F−9
「ヒビ…?」 はじけ飛んだ破片を前にして、彼は目を丸くした。最後に一閃走ったあの赤は、どうやら水晶自体に出来た亀裂のようだった。 すさまじい破壊音を聴きつけて、かの女弟子が暗幕の中へ駆け込んできた。 「い、今すんごい音がしましたけど、大丈夫ですか!?」 彼女としてはそれなりに心配していった問いかけにも、すぐには返事は返ってこなかった。 男ははじけ飛んだ欠片を前にして悄然としていた。 「あちゃ〜失敗したんですね。お師匠さまにしては珍しい。」 「…言ってくれるね、カイネ。君のおかげだよ。」 いつものようににこやかな笑顔ではあるものの、言葉の中には何かを堪えたような怒りが混じっていった。 その言葉を聞いて、カイネは初めてさっき転んで水晶にひびが入ったことを思い出した。 「あ!あれ、もしかして私のせいで失敗しちゃったんですか!?」 「世紀の至宝が粉々だよ。」 ふう、と嘆息してセラスは緑色の欠片を哀しく眺めた。 「え、この水晶玉そんなに高価なものだったんですか。」 「でなきゃ宝物庫の中に入ってないでしょ。」 もうとっくに怒ることもやめてしまったらしい魔術師は、外の空気を吸いに表へと出た。カイネはその背中を目で追った。 「3…そうか参差(しんし)か。そう簡単には本物の器を掴ませはしないと言うことか…。それならば…」 なにやらブツブツとつぶやいていたが、やがて合点したように回廊を歩いていった。部屋を去り際、しっかりカイネに部屋の掃除を言いつけることを忘れなかった。

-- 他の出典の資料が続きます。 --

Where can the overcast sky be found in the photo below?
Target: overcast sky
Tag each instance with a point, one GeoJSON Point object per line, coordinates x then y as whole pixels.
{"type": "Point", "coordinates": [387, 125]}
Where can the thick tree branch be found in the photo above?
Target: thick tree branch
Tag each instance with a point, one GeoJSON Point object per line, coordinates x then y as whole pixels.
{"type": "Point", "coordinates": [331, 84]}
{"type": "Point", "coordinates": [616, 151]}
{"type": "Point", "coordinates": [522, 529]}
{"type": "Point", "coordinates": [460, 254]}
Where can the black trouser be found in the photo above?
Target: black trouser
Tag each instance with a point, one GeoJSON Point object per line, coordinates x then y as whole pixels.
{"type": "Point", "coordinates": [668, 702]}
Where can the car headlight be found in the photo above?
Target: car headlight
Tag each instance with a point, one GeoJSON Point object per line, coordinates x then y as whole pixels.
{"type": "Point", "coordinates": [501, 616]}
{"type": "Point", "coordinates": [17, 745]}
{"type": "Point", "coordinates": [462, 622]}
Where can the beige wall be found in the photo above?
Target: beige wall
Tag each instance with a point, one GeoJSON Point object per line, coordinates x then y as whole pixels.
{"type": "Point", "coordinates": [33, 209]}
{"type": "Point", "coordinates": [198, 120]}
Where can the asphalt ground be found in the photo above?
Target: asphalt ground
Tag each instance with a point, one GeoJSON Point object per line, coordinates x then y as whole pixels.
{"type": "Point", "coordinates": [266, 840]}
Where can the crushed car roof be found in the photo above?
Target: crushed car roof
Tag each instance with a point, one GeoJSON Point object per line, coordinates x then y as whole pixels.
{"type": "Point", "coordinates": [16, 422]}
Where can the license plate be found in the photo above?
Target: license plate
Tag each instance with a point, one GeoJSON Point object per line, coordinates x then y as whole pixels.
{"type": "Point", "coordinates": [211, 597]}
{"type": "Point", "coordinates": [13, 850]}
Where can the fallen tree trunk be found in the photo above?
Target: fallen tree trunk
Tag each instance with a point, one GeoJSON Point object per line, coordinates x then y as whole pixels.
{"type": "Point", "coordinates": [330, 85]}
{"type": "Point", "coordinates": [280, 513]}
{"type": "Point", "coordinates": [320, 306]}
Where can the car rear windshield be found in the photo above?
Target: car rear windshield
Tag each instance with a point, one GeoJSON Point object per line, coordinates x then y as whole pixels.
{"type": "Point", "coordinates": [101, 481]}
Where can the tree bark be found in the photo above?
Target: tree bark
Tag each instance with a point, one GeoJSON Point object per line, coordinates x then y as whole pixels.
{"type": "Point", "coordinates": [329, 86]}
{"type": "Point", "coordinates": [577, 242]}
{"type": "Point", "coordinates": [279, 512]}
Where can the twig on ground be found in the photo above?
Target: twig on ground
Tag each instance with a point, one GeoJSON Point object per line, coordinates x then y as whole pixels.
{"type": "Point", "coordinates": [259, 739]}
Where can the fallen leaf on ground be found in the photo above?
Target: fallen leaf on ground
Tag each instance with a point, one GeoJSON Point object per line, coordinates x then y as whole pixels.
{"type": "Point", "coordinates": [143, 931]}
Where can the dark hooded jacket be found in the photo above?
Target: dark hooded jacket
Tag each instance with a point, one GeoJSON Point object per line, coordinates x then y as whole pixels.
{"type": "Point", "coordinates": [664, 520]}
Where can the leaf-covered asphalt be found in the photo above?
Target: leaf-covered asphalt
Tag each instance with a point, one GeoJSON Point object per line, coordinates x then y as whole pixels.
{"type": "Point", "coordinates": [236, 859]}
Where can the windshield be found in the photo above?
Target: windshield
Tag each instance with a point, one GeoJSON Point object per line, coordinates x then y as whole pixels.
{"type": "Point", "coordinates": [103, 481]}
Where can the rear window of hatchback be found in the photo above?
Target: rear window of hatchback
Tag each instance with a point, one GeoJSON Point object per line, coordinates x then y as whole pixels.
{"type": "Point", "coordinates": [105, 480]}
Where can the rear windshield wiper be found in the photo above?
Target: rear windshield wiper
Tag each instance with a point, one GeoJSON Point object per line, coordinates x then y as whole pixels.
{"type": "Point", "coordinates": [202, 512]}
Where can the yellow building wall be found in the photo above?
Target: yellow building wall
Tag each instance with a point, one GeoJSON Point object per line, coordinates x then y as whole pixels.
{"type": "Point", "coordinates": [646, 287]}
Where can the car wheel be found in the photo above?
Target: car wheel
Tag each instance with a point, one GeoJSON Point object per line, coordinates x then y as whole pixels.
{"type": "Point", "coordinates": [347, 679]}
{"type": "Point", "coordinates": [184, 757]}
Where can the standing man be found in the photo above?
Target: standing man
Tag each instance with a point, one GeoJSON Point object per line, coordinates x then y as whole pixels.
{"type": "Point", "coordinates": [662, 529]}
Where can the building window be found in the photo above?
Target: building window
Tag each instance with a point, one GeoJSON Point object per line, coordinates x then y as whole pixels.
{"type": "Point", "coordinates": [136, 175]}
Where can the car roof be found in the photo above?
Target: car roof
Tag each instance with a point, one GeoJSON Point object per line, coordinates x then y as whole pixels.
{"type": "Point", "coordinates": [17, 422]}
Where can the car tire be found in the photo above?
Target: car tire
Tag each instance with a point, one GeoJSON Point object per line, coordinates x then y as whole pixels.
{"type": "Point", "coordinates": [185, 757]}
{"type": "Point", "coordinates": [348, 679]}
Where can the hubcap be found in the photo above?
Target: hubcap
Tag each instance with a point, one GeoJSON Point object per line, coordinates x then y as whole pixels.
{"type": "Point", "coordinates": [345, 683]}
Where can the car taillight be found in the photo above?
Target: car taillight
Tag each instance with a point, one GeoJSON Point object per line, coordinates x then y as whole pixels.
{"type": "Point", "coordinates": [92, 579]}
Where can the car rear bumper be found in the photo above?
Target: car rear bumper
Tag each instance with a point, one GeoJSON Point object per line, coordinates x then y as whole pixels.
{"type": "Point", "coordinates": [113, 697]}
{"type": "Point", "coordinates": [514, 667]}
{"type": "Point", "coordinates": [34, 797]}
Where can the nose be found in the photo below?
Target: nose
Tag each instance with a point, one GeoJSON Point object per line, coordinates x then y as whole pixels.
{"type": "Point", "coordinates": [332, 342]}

「んなこともありましたねぇ。」 懐かしそうにほう、と息をもらすカイネに、セラスは別の意味で嘆息をした。 「君は失敗ごとをすぐ忘れすから、反省するヒマもないんだね。楽しそうな人生だよねぇ。」 「い、いやだなぁ、師匠。嫌みなんてお師匠さまらしくないですよぅ。」 これを聴いてますます彼は溜息をついた。 「君は気づいていないようだけど、僕はいつも君に対してそれなりのことを言っているよ。」 「え?それなりのことって?」 さすがにこの問いには彼は答えず、今まで座っていた揺り椅子から立ち上がった。 「あ、そう言えばあの時占っていたことって、結局どうにかなったんですか?」 「ん〜?まぁね。もともと目星はつけて置いたんだ。ただ確実性っていうか。そういうのがほしくってさ。」 そういわれてカイネは首を傾げる。確実性…? 「でも結局それが得られなかったから、他の可能性をつぶしておこうと思ったんだ。」 そこだけ声を低くして言ったときのセラスの顔は、楽観的なカイネでも恐ろしいと感じるような笑顔をしていた。その一言で、彼女はそれ以上訊けなくなってしまった。いや、これ以上訊いちゃいけないと直感で感じ取ったのだ。それは彼女に備わった魔術的な勘だったのかも知れない。 「おっと、そろそろゾハルさまの所へ行かなくちゃ。じゃあね、片づけ頼んだよ、カイネ。」 そう言い置いて去ってゆくセラスはいつもの彼だった。セルディア人特有の金の髪を靡かせ、悠々と去ってゆく彼は、しかし他のセルディアンとは違った毛色をしている。雰囲気というか、そういったものが浮世離れしているのだ。…それに。 彼女は三年間忘れていた、あの時の目を思い出してしまった。魔術が失敗して、怒りを抑えていたときの彼の、目。普段の碧色が消えて、燃えるような、焼いた鉄のような赤い色をしていた。あの時は気づかなかったが、さっきの彼は同じ目をしていたのだ。 だが、と彼女は思った。気づかず忘れていた方が平和なのだ。触れてはいけない世界がこの世にはある。それさえ分かっていれば、他のことはどうとでもなる。それさえ分かっていれば…。